12 December 2022
De Gruyter’s newly founded not-for-profit arm, eBound, has announced it will fund the digitization of George Anton Kiraz’ comprehensive private book and manuscript collection on Syriac and Eastern Christianity.
George Kiraz’s collection is the largest private, non-institutional collection on Syriac Christianity with a focus on religious and cultural studies. It includes many titles that are considered lost due to the destruction of institutions, universities and libraries during conflicts in the Middle East. The collection includes academic books and fiction in Syriac, Arabic, Malayalam and European languages, published from the 19th to the early 20th century, with some titles from as early as the 1500s.
De Gruyter eBound’s funding will allow George Kiraz to use a high-quality scanner to digitize 2,000 titles non-destructively. Once digitized, the titles will be freely available as open access eBooks on degruyter.com.

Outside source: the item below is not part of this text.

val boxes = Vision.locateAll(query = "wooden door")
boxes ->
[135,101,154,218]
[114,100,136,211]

George Kiraz is the founder and director of Beth Mardutho: The Syriac Institute, the Editor-in-Chief of Gorgias Press, and a Senior Research Associate at the Institute for Advanced Study at Princeton. He has been collecting books on Syriac and Eastern Christianity since he was a teenager, a story that he tells in his recent memoir, Water the Willow Tree: Memoirs of a Bethlehem Boyhood (2022).
The digitization of George Kiraz’ collection, which was supported by eBound’s Advisory Board, fits perfectly with De Gruyter eBound’s mission to support the publishing of mission-driven scholarly monographs and to make these publications sustainable and accessible to a global audience. De Gruyter launched eBound in June 2022.
“This project makes a unique collection of titles by authors from a minority community digitally available for the first time. We couldn’t have wished for a better project to support in our first round of funding. True to the mission of De Gruyter eBound, George Kiraz is trying to preserve the cultural heritage of a whole diaspora group and make it accessible to a global audience. I am excited that we can help him by providing a technical infrastructure to make these titles available in open access to any interested reader in the world,” said Linda McGrath, Executive Director of eBound.
“I began to collect books when I was fourteen,” said George Kiraz, founder and Director of Beth Mardutho. “Now, De Gruyter eBound allows me to share hundreds of my books with the rest of the world. I do not see myself as an owner of these books. Rather, a custodian. What took me decades to collect on the Syriac and wider Middle Eastern heritage will soon be available to the world.”